Appendix B. Model Details

For CIFAR10 and CIFAR100 we provide methods based on the Wide ResNet models, typically the Wide ResNet-28 size (Zagoruyko and Komodakis, 2016). For ImageNet and the Diabetic Retinopathy benchmarks, we provide methods based on the ResNet-50 model (He et al., 2016). For ImageNet we additionally use methods based on the EfficientNet models (Tan and Le, 2019). For the Toxic Comments and CLINC Intent Detection benchmarks, our methods are based on the BERT-Base model (Devlin et al., 2018).

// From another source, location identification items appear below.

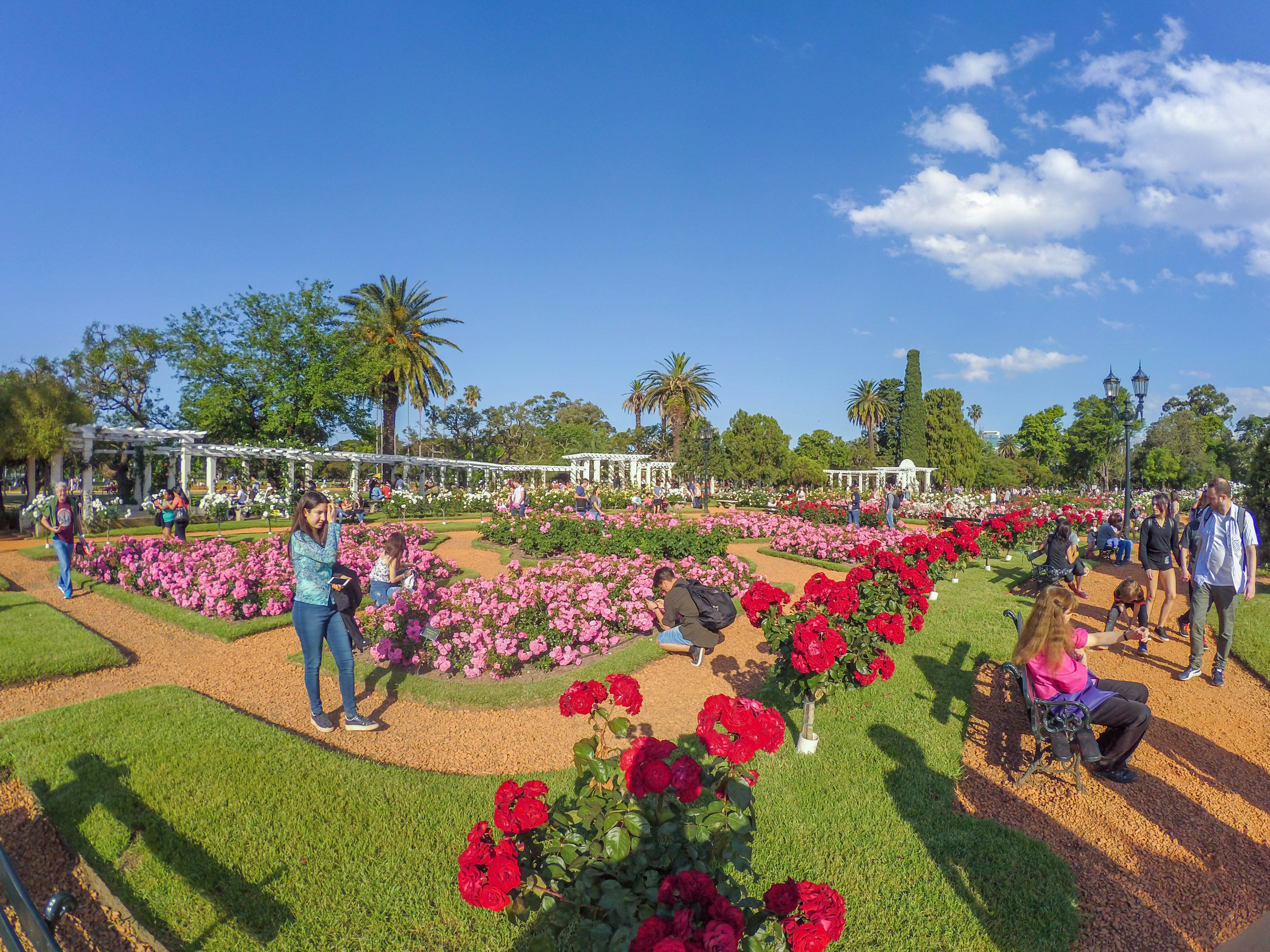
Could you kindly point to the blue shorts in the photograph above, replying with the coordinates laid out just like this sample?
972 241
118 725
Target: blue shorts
672 636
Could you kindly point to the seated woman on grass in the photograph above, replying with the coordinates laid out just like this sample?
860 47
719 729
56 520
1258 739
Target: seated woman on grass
1053 655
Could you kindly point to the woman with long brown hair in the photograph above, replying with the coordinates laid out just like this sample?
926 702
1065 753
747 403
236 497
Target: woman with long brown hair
314 549
1053 655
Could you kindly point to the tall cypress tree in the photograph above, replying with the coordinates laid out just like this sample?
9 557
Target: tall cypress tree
912 414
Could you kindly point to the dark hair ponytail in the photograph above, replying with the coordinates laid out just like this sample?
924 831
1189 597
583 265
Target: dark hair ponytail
300 524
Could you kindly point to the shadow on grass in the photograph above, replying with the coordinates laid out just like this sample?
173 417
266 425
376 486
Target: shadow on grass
1011 883
235 899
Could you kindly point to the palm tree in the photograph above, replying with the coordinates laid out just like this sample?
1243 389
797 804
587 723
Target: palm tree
394 322
680 393
637 400
868 411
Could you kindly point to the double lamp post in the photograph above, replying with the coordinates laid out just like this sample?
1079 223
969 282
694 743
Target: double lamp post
1112 386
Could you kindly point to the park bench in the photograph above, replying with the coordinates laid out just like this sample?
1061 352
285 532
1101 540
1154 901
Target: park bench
37 926
1049 719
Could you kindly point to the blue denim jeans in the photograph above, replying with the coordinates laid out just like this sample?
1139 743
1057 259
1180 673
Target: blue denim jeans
314 624
64 560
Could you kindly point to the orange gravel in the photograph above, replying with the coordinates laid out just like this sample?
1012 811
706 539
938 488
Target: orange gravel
253 676
1180 860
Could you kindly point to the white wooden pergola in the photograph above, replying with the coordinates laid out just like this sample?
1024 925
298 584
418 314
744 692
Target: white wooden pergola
905 474
186 446
630 469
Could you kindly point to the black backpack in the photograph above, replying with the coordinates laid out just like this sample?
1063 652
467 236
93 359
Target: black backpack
715 609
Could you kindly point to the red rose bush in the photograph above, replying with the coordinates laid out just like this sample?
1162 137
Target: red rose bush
647 851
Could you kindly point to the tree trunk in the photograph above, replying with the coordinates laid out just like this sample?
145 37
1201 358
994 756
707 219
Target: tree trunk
390 404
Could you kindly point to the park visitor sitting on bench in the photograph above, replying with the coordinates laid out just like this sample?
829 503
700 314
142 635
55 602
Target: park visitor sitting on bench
1053 655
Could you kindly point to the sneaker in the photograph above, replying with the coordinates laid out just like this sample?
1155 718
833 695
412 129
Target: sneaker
323 724
356 723
1118 775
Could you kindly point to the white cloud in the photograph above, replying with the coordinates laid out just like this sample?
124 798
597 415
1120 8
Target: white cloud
1250 400
967 70
1020 361
1211 278
959 130
997 228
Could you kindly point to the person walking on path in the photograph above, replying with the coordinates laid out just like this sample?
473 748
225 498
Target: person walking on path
1226 567
314 549
1158 551
63 520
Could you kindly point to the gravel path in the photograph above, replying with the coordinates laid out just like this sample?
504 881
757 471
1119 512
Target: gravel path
1179 860
253 676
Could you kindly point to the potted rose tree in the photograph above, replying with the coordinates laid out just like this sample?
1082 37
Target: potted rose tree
643 855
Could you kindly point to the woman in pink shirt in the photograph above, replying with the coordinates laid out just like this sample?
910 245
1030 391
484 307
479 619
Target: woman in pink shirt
1053 655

Appendix C. Hyperparameter Tuning

All image benchmarks were trained with Nesterov momentum (Sutskever et al., 2013), except for the EfficientNet models which use RMSProp with ρ = 0.9, = 10−3. The text benchmarks were trained with the AdamW optimizer (Loshchilov and Hutter, 2017) with a β2 = 0.999, = 10−6. Unless otherwise noted, the image benchmarks used a linear warmup followed by a stepwise decay schedule, except for the EfficientNet models which used a linear warmup followed by an exponential decay. The text benchmarks used a linear warmup followed by a linear decay.

For the CIFAR10, CIFAR100, ImageNet, Toxic Comments, and CLINC Intent Detection benchmarks, the papers for each method contain their tuning details.

Diabetic Retinopathy benchmark tuning details. For the Diabetic Retinopathy benchmark, we also provide our tuning results so that others can more easily retune their own methods. We conducted two rounds of quasirandom search on several hyperparameters (learning rate, momentum, dropout, variational posteriors, L2 regularization), where the first round was a heuristically-picked larger search space and the second round was a handtuned smaller range around the better performing values. Each round was for 50 trials, and the final hyperparameters were selected using the final validation AUC from the second tuning round. We finally retrained this best hyperparameter setting on the combined train and validation sets.